押え盛土工法のおもな特徴として、次のようなものがあげられます。メリットの多い工法であることがわかります。
上述の繰り返しになりますが、押え盛土工法は、すでに地滑りが起こってしまったところを応急的に処置するための工法として、広くおこなわれています。そのおもな理由としてあげられるのは、施工に特別な材料を用意する必要がないことです。土を使う工事なので、作業が進みやすく、早急に抵抗力を現場に付加しやすいのです。
応急的な処置に適した工法ではありますが、用地面積には一定以上の広さが必要となるため、その点には注意が必要です。地滑り工事において押え盛土工法の効果をしっかりと発揮させるには、広い用地面積が欠かせません。たとえば、工事をおこなう斜面と河川・住宅との間に充分な距離がないと、工事をおこなうのは困難です。その場合は、押え盛土工法以外の工法を採用することになります。
軟弱な地盤に適した工法です。頑丈さに欠ける表層地盤を、強固な表層地盤にすることが可能です。特に、雨水に強い材料を使って施工すると、工事の効果をより発揮しやすくなります。雨水に強い土としては、礫質土や砂質土などがおもな例としてあげられます。水に浸食されにくい性質があり、盛土作業終了後の敷均や締固め作業を、進めやすくなります。
工事をスタートする前に、まずは木の根や落ち葉などの異物を取り除いておきます。そのままにして盛り土作業を進めてしまうと、中で腐植して、盛土全体がゆるんでしまう可能性があります。
工事に使用する土を搬入します。礫や礫質土、砂、砂質土などが適しています。シルトや粘性土、火山灰粘性土などは避けるようにしましょう。
盛土をした後は、ブルドーザーなどを使って「敷均し」をおこない、均一になるように仕上げていきます。さらに、締固めをして、水の浸食に備えます。
押え盛土工法を実施する場合には、次のようなリスクを把握しておくことが大切です。
雨などにより、盛り土の内部に地下水がたまると、さまざまなトラブルを引き起こす原因となります。盛土が地下水と一緒に流れ出てきてしまったり、あるいは盛り土自体が崩壊してしまったりするリスクが高まります。

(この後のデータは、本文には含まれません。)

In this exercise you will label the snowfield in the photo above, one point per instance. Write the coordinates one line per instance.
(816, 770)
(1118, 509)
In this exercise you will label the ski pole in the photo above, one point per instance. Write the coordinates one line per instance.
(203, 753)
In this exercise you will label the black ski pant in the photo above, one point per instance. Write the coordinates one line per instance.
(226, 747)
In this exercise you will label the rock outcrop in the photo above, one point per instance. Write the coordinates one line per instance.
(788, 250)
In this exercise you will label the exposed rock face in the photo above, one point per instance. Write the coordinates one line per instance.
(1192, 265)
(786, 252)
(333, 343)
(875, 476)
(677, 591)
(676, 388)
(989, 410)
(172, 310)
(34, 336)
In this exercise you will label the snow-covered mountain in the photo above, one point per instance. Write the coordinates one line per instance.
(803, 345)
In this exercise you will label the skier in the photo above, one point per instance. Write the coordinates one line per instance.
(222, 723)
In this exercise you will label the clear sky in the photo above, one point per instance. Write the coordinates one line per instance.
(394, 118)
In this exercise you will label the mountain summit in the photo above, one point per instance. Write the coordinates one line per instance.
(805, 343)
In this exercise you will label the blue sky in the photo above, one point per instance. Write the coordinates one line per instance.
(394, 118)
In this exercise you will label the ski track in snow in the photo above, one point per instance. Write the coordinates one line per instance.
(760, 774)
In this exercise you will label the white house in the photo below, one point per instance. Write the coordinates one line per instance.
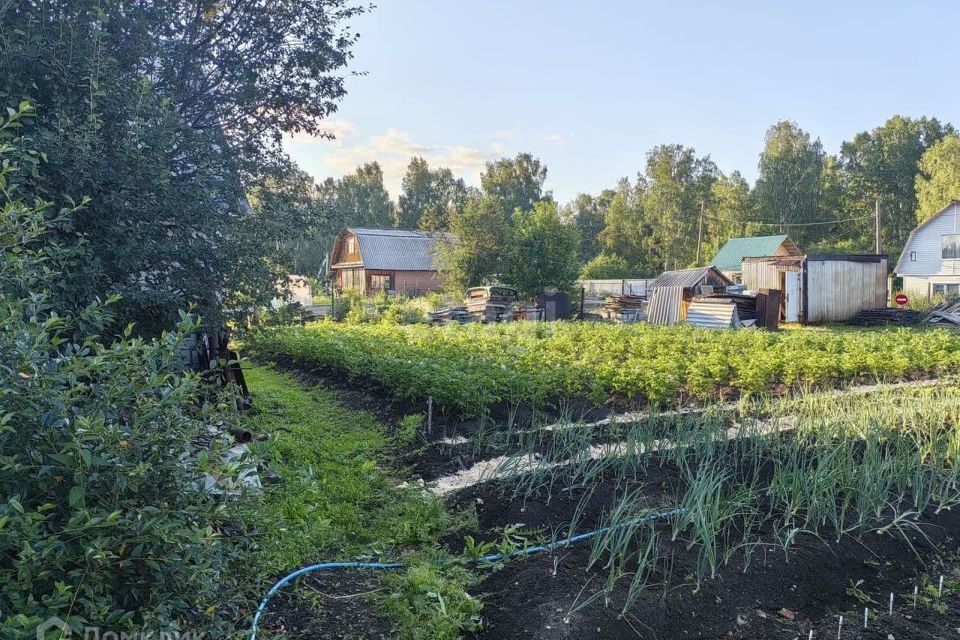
(930, 262)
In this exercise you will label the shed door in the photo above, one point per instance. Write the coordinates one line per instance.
(792, 295)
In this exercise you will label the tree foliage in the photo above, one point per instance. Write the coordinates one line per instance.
(605, 266)
(789, 185)
(939, 179)
(166, 114)
(518, 182)
(477, 253)
(542, 251)
(102, 520)
(428, 197)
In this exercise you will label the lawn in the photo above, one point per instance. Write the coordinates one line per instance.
(467, 368)
(335, 502)
(818, 503)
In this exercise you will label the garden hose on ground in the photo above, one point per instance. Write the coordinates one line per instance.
(496, 557)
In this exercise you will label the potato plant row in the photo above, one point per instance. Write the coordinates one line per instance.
(469, 367)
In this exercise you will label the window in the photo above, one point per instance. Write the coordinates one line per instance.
(381, 281)
(951, 246)
(946, 290)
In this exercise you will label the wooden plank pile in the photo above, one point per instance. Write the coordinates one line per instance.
(452, 314)
(946, 314)
(490, 304)
(625, 308)
(886, 316)
(746, 305)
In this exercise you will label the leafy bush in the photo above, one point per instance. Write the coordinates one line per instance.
(102, 521)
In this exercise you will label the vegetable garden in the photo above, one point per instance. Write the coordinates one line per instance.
(782, 499)
(468, 368)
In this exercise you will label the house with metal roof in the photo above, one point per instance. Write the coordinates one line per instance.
(395, 260)
(729, 259)
(930, 261)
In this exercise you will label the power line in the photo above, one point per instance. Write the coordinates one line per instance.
(786, 224)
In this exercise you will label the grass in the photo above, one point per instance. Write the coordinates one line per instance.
(335, 503)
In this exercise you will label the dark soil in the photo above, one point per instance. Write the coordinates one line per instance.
(335, 605)
(432, 456)
(538, 597)
(550, 595)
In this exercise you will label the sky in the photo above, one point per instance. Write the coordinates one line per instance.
(591, 87)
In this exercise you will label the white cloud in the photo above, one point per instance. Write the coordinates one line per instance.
(508, 134)
(393, 149)
(556, 139)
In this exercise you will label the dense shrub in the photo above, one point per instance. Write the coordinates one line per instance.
(102, 521)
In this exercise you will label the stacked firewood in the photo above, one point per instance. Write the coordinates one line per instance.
(490, 304)
(887, 316)
(451, 314)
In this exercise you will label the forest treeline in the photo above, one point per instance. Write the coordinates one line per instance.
(651, 222)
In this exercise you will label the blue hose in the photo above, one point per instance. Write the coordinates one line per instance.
(496, 557)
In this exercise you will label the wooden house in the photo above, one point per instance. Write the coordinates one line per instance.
(930, 262)
(672, 292)
(821, 288)
(729, 260)
(395, 260)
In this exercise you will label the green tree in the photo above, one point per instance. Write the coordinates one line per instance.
(518, 181)
(588, 213)
(939, 179)
(728, 205)
(625, 230)
(428, 197)
(788, 188)
(542, 250)
(605, 267)
(481, 232)
(677, 183)
(883, 164)
(166, 114)
(104, 520)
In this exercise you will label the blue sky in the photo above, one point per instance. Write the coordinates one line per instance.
(590, 87)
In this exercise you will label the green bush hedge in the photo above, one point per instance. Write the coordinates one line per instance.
(102, 522)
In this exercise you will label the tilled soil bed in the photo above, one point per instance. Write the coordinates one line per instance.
(778, 596)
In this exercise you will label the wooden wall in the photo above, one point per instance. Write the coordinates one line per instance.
(838, 288)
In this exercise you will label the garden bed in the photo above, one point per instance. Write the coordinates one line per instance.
(470, 369)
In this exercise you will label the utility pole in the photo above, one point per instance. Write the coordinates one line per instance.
(700, 233)
(879, 242)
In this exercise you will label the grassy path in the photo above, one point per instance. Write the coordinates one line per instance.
(335, 503)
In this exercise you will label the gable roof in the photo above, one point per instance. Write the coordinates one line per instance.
(687, 278)
(398, 249)
(731, 255)
(906, 246)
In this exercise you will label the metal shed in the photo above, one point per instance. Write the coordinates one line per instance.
(821, 288)
(672, 292)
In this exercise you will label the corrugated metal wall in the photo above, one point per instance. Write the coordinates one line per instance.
(760, 274)
(837, 289)
(666, 306)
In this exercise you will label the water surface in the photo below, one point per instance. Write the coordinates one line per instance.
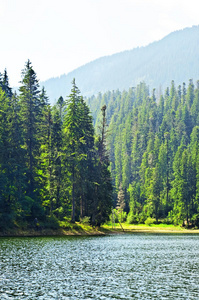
(130, 266)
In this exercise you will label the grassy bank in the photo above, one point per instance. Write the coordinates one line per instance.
(153, 228)
(78, 229)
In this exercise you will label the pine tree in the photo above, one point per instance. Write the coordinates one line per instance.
(31, 116)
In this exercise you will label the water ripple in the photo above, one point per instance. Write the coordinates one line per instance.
(140, 266)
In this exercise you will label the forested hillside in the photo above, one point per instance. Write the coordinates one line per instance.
(175, 57)
(53, 167)
(154, 151)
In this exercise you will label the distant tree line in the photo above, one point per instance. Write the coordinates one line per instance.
(52, 165)
(154, 151)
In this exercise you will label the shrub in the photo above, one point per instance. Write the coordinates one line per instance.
(149, 221)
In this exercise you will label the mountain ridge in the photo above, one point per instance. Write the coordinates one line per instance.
(174, 57)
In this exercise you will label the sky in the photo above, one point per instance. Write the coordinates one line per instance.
(60, 36)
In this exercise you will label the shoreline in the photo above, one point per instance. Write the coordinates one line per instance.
(90, 231)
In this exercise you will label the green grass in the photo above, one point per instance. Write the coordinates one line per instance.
(144, 227)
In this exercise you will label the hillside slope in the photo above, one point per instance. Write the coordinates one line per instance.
(175, 57)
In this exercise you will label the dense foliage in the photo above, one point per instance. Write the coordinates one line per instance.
(154, 151)
(52, 167)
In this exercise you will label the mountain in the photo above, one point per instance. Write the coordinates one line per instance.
(175, 57)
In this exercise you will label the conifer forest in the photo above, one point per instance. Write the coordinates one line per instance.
(59, 162)
(52, 166)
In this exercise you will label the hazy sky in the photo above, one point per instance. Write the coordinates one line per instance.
(59, 36)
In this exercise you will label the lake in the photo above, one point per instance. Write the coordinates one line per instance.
(123, 266)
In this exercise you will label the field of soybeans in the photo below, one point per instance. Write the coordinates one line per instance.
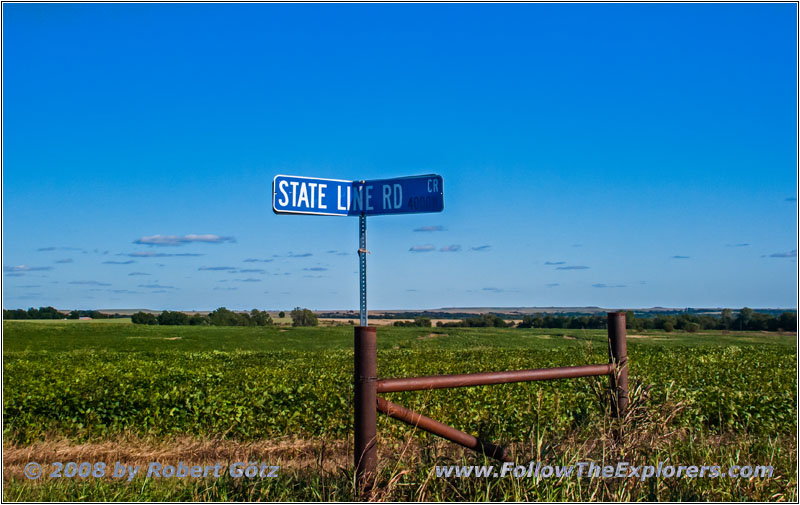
(87, 392)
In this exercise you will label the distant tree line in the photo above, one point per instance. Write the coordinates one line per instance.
(481, 321)
(303, 317)
(52, 313)
(744, 320)
(419, 322)
(219, 317)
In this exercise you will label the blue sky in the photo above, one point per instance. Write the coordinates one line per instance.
(592, 154)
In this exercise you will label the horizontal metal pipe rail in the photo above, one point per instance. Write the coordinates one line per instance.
(486, 378)
(426, 423)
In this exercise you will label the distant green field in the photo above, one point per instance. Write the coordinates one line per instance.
(91, 383)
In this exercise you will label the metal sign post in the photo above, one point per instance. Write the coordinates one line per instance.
(336, 197)
(362, 266)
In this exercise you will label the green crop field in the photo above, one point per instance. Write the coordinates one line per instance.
(109, 392)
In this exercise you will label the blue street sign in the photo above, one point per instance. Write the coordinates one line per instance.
(334, 197)
(292, 194)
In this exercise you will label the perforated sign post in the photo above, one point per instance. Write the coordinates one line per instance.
(335, 197)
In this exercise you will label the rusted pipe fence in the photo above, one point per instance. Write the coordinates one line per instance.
(367, 386)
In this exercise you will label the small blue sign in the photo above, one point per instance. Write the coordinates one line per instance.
(334, 197)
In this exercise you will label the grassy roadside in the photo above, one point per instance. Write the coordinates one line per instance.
(82, 392)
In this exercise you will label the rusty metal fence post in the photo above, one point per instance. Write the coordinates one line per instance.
(618, 356)
(365, 379)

そういった状態に陥らないようにするには、工事の際に、押え盛土工法に適した土を使用することが大切です。地下水がたまりにくい材料をしっかりと選定するようにしましょう。
地すべりが発生しにくくなるようにするための工事ですが、実際には、工事をすることで地すべりを助長してしまう可能性もゼロではありません。これは、使用する材料が土であることが原因となっています。簡単にいうと「土で盛り土するだけ」の工事ですので、脆弱性について理解しておく必要があります。